The momentum carried forward into the exhibitions that followed. Seeing the work leave the studio and enter public space — both digitally and physically — brought a kind of closure, but also a peculiar disorientation. The energy of creating and sharing is both exhilarating and depleting. After everything quieted, I realized how much I had been holding.
There’s a temptation to rush to the next project, to stay in motion so the momentum doesn’t fade. I wish I could say that I naturally paused. Instead, I fell ill the eve of the trio exhibition and was in bed for the next two weeks. I’ve come to see that the pause is not an interruption — it’s part of the rhythm. This is the composting stage of creativity. The space where things quietly decompose, recombine, and prepare to take new shape.
Now, in this pause, I’m noticing the small things again: the sound of waves, the shifting color of light in the studio, the textures of leftover algae fibers waiting to be reimagined.
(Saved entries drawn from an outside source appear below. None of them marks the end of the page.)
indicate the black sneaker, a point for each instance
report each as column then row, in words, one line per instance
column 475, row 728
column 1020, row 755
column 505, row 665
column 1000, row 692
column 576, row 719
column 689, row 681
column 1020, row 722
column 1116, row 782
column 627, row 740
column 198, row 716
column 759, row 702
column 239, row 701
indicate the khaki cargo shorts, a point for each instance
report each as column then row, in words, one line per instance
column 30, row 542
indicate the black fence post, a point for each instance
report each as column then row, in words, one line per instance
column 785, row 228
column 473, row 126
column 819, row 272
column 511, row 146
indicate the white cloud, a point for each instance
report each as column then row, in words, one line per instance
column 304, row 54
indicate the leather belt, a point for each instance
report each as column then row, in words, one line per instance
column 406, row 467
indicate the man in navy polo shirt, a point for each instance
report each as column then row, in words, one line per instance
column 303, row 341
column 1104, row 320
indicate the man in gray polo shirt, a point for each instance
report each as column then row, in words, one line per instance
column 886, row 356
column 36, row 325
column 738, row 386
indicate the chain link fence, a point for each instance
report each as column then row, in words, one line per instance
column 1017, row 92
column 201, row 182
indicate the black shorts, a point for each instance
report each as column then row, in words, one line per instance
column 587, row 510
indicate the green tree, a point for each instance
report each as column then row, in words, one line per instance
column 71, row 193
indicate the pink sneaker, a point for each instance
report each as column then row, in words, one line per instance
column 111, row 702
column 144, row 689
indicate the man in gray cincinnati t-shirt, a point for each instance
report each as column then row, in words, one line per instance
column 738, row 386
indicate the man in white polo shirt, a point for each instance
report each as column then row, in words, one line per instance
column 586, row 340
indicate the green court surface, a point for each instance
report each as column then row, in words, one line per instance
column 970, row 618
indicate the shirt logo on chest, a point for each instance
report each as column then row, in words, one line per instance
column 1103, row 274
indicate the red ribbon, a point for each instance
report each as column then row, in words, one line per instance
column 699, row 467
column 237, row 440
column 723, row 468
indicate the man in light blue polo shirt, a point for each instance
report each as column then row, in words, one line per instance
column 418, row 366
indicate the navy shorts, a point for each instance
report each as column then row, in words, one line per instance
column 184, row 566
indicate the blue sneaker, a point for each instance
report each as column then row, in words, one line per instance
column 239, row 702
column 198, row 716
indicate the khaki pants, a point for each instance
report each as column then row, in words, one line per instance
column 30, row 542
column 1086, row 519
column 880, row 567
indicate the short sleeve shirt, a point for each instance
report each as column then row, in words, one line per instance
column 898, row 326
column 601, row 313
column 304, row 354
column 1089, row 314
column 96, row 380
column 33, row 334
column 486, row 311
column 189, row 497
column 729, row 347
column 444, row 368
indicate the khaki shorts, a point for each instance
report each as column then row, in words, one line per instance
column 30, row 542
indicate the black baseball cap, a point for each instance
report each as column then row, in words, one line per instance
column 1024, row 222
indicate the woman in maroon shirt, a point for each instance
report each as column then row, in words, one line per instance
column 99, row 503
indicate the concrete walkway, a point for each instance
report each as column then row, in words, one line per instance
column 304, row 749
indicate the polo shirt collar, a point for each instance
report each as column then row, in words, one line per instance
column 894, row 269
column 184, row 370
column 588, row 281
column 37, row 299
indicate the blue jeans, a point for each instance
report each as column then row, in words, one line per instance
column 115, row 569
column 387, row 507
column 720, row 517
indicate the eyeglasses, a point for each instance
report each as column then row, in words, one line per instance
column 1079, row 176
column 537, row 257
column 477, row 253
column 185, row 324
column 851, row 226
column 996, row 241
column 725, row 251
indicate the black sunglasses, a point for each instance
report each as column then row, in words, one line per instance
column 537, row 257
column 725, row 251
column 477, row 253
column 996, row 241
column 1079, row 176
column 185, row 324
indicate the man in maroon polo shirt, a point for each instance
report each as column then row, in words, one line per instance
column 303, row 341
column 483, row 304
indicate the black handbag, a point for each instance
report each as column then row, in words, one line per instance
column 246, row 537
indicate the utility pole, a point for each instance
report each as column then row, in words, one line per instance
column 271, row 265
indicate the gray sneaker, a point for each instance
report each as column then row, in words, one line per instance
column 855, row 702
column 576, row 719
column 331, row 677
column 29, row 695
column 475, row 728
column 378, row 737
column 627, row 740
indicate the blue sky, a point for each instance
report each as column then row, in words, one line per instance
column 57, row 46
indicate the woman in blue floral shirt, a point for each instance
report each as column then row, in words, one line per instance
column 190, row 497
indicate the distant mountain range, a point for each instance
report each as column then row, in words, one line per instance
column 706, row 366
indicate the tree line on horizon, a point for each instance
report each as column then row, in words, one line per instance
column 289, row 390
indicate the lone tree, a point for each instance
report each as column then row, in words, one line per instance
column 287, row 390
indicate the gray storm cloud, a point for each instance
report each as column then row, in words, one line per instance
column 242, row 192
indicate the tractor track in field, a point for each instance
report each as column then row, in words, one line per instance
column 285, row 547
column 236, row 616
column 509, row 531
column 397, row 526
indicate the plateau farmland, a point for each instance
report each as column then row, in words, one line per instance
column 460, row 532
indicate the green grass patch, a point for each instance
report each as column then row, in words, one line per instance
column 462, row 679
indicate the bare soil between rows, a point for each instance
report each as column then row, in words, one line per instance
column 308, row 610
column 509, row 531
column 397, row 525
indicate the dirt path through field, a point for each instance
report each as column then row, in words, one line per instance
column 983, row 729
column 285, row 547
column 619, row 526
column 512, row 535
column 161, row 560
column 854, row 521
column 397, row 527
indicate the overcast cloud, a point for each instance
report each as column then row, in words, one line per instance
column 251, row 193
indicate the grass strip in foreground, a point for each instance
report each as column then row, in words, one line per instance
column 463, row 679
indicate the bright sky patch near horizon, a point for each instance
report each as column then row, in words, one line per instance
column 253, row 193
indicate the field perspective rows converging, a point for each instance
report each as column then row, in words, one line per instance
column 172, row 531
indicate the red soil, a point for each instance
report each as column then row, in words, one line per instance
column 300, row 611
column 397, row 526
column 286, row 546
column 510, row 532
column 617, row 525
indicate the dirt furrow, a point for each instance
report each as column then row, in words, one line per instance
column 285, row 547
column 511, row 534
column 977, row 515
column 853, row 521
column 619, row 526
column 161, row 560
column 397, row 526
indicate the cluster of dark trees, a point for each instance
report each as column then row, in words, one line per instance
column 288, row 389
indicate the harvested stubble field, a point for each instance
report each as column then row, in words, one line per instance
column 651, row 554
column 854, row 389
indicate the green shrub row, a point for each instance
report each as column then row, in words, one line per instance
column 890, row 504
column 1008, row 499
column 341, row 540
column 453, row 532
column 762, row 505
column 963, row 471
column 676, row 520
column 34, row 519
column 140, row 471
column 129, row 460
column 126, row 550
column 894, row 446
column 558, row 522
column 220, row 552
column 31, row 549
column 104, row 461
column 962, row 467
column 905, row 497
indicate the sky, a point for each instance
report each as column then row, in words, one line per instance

This slowing down isn’t a retreat from artmaking — it’s a continuation of it in another form. Just as materials transform through time, rest is its own form of transformation. It allows the unseen connections to surface, the threads between ideas to weave themselves without force.
I am so thankful for the residency with GlogauAIR, and the collaborative exhibition with Sorrel Penelo and Sarah Zbidi. Both opportunities provided support which helped me to explore new materials, ideas, and ways of connecting to the audience. These experiences reminded me that art is sustained not only by solitary moments in the studio getting lost in the making, but also by the shared spaces, generous help, and exchange of ideas. As I let these recent experiences settle, I carry forward a deeper sense of gratitude — for the people, places, and materials that continue to shape the evolving rhythm of my practice.